Amendments to the Montana Consumer Data Privacy Act Bring Big Changes to Big Sky Country

On May 8, Montana Governor Gianforte signed SB 297, amending the Montana Consumer Data Privacy Act (MCDPA). This amendment was sponsored by Senator Zolnikov, who also championed the underlying law’s enactment in 2023. Much has changed in the state privacy law landscape since the MCDPA was first enacted, and SB 297 incorporates elements of further reaching state laws into the MCDPA while declining to break new ground. For example, SB 297 adopts heightened protections for minors like those in Connecticut and Colorado as well as privacy notice requirements and a narrowed right of access like in Minnesota’s law. The bill does not include an effective date for these new provisions, so by default the amendments should take effect on October 1, 2025. 

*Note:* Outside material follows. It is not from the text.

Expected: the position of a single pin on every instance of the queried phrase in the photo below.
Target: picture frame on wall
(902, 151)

This blog post highlights the important changes made by SB 297 and some key takeaways about what this means for the comprehensive consumer privacy landscape. Changes to the law include (1) a duty of care with respect to minors, (2) new requirements for processing minors’ personal data, (3) a disclaimer that the law does not require age verification, (4) lowered applicability thresholds and narrowed exemptions, (5) a narrowed right of access that prohibits controllers from disclosing certain sensitive information, (6) expanded privacy notice requirements, and (7) modifications to the law’s enforcement provisions. With these changes, Montana yet again reminds us that privacy remains a bipartisan issue as SB 297, like its underlying law, was passed with overwhelmingly bipartisan votes.

1.  New Connecticut- and Colorado-style duty of care with respect to minors. 

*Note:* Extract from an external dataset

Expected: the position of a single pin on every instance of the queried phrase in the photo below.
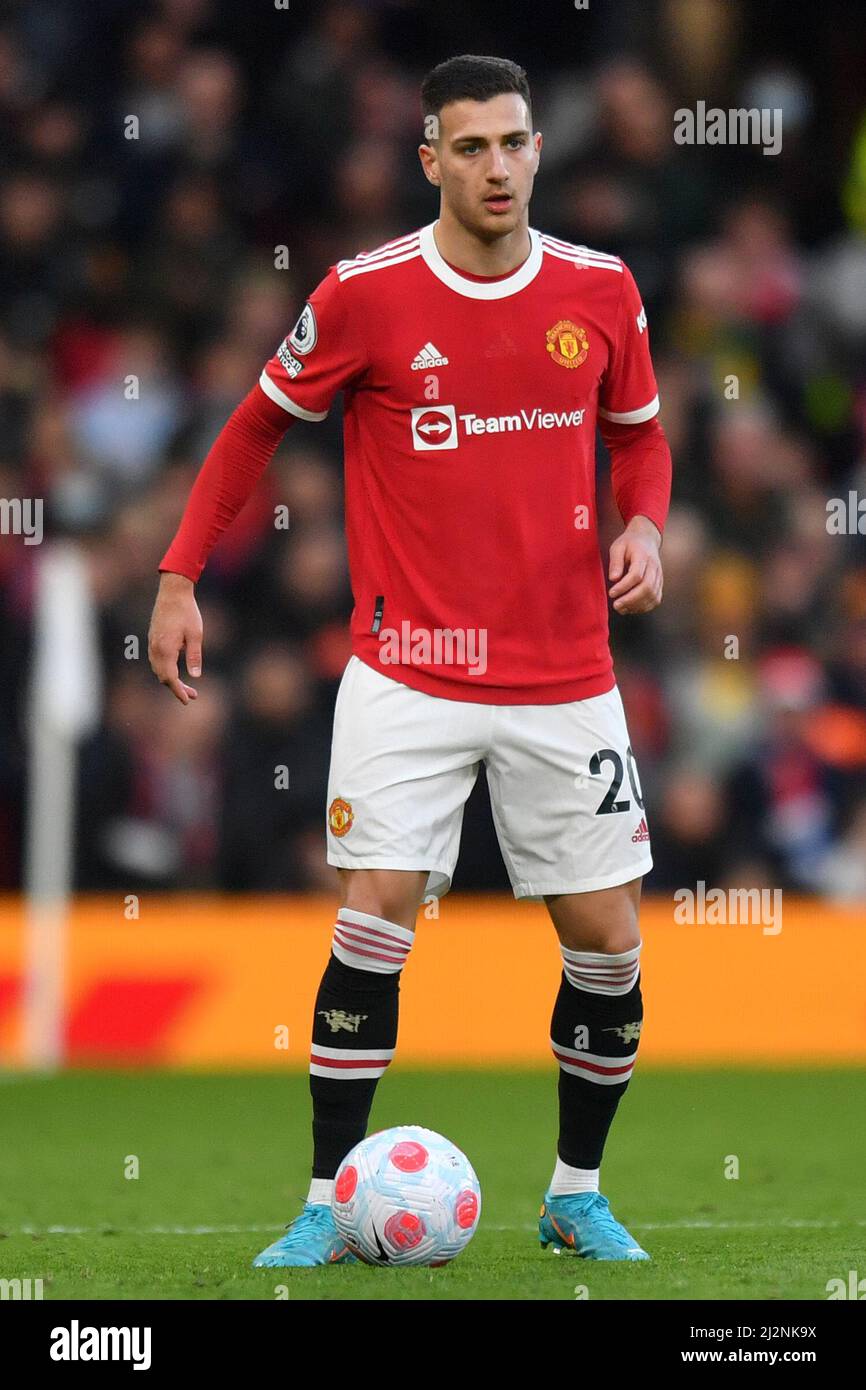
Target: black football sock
(594, 1033)
(355, 1032)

The biggest changes to the MCDPA concern protections for children and teenagers. Like legislation enacted by Connecticut in 2023 and Colorado in 2024, SB 297 amends the MCDPA to add privacy protections for consumers under the age of 18 (“minors”). These new provisions apply more broadly than the rest of the law, covering entities that conduct business in Montana without any small business exceptions (i.e., there are no numerical applicability thresholds, although the law’s entity-level and data-level exemptions still apply).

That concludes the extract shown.